ASSIGNMENT OF ERROR I
"THE LOWER COURT ERRED IN PERMITTING THE APPELLEE TO PRESENT OTHER ACTS TESTIMONY FROM WITNESSES BECAUSE SUCH TESTIMONY SHOULD HAVE BEEN EXCLUDED PURSUANT TO EVID.R. 401, EVID.R. 402, EVID.R. 403, EVID.R. 404(B) AND R.C. 2945.59."

{¶ 4} In his first assignment of error, Appellant contends that the trial court erred in permitting the State to present other acts testimony from witnesses in violation of the Rules of Evidence. We disagree.

{¶ 5} A trial court possesses broad discretion with respect to the admission of evidence. State v. Ditzler (Mar. 28, 2001), 9th Dist.
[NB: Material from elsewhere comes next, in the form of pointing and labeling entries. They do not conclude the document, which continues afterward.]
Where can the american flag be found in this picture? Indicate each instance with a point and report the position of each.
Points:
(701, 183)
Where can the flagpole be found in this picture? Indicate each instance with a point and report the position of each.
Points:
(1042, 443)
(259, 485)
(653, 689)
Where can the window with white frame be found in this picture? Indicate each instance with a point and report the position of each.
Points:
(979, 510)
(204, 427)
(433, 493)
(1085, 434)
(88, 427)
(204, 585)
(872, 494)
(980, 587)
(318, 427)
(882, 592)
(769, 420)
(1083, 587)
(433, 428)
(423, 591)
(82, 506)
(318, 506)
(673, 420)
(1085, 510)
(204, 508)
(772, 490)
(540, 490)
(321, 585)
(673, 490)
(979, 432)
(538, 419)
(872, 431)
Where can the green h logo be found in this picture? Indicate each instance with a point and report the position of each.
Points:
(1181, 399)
No. 00CA007604, at *2, *Page 4 citing State v. Maurer (1984), 15 Ohio St.3d 239, 265. An appellate court will not overturn the decision of a trial court regarding the admission or exclusion of evidence absent a clear abuse of discretion that has materially prejudiced the defendant. Ditzler, supra. See, also,State v. Ali (Sept. 9, 1998), 9th Dist. No. 18841. An abuse of discretion is more than an error of judgment, but instead demonstrates "perversity of will, passion, prejudice, partiality, or moral delinquency." Pons v. Ohio State Med. Bd. (1993), 66 Ohio St.3d 619,621. When applying the abuse of discretion standard, an appellate court may not substitute its judgment for that of the trial court. Id.
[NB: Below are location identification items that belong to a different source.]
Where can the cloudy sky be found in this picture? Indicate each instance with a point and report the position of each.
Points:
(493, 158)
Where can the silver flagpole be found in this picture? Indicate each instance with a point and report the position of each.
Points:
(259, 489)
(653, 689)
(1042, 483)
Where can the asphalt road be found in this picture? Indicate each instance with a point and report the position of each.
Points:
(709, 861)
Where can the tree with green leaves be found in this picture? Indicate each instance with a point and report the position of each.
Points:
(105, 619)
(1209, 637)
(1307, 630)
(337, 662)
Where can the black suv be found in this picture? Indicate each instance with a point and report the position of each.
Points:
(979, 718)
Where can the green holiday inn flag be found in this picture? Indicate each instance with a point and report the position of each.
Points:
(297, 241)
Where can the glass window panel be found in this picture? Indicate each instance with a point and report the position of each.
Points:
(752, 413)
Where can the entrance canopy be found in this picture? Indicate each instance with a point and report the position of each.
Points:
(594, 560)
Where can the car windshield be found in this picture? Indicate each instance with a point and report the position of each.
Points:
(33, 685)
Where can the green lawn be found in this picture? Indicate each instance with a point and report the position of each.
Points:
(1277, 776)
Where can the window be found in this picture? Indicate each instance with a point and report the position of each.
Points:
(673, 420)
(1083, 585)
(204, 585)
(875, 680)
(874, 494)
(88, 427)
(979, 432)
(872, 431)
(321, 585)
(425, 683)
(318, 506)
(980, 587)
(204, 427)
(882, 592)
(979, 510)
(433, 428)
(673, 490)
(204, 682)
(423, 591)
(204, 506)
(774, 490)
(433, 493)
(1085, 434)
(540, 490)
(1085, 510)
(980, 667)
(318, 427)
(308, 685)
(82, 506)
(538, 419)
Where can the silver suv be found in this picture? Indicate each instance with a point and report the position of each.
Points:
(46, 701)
{¶ 6} The Supreme Court of Ohio has articulated two requirements for the admission of other acts evidence. State v. Broom (1988),40 Ohio St.3d 277, 281. First, substantial evidence must prove that the other acts were committed by the defendant as opposed to another person. Id. Second, the other acts evidence must fall within one of the theories of admissibility enumerated in Evid.R. 404(B). Id., see, also, State v.Lowe (1994), 69 Ohio St.3d 527, 530.

{¶ 7} Evid. R. 404(B) provides that evidence of prior criminal acts completely independent of the crime for which a defendant is being tried may be admissible for purposes other than proving the conformity of an accused with a certain character trait exhibited during the incident in question. Specifically, Evid.R. 404(B) provides the following:

"Evidence of other crimes, wrongs, or acts is not admissible to prove the character of a person in order to show that he acted in conformity *Page 5 therewith. It may, however, be admissible for other purposes, such as proof of motive, opportunity, intent, preparation, plan, knowledge, identity, or absence of mistake or accident." (Emphasis added).
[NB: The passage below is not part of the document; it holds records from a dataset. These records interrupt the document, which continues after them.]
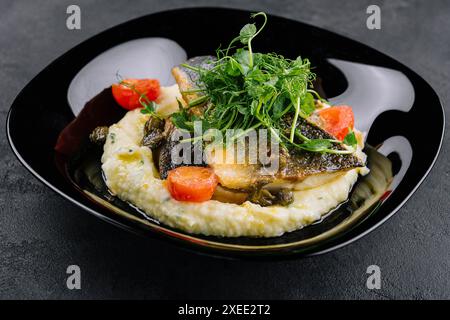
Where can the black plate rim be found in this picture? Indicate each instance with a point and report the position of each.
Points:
(135, 231)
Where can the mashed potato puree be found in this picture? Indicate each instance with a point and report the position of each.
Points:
(132, 176)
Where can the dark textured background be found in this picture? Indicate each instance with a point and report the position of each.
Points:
(41, 234)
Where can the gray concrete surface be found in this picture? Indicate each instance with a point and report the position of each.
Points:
(41, 234)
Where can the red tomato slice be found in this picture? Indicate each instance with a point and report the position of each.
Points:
(129, 91)
(195, 184)
(336, 120)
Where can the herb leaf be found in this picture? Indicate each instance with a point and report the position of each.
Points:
(247, 33)
(350, 138)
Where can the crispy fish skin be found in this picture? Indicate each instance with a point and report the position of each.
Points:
(294, 165)
(300, 163)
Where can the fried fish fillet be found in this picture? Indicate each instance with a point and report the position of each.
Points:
(293, 165)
{¶ 8} Proof of one of the purposes set forth in Evid.R. 404(B) must go to an issue which is material in proving the defendant's guilt for the crime at issue. State v. DePina (1984), 21 Ohio App.3d 91, 92, citingState v. Burson (1974), 38 Ohio St. 2d 157, 158.

{¶ 9} In the instant case, Appellant was charged with domestic violence against his girlfriend who was pregnant with his child. During her testimony, Breinich testified that Cook had come over and the two had gotten into a physical fight. Breinich claimed that she started the fight by calling Cook names, then hitting her. She stated that they "tore up the living room" during the fight. Breinich's testimony on the witness stand directly contradicted statements she made to paramedics at the time of the incident that Appellant, the father of her unborn child, hit her. As such, Breinich's testimony put Appellant's identity in question.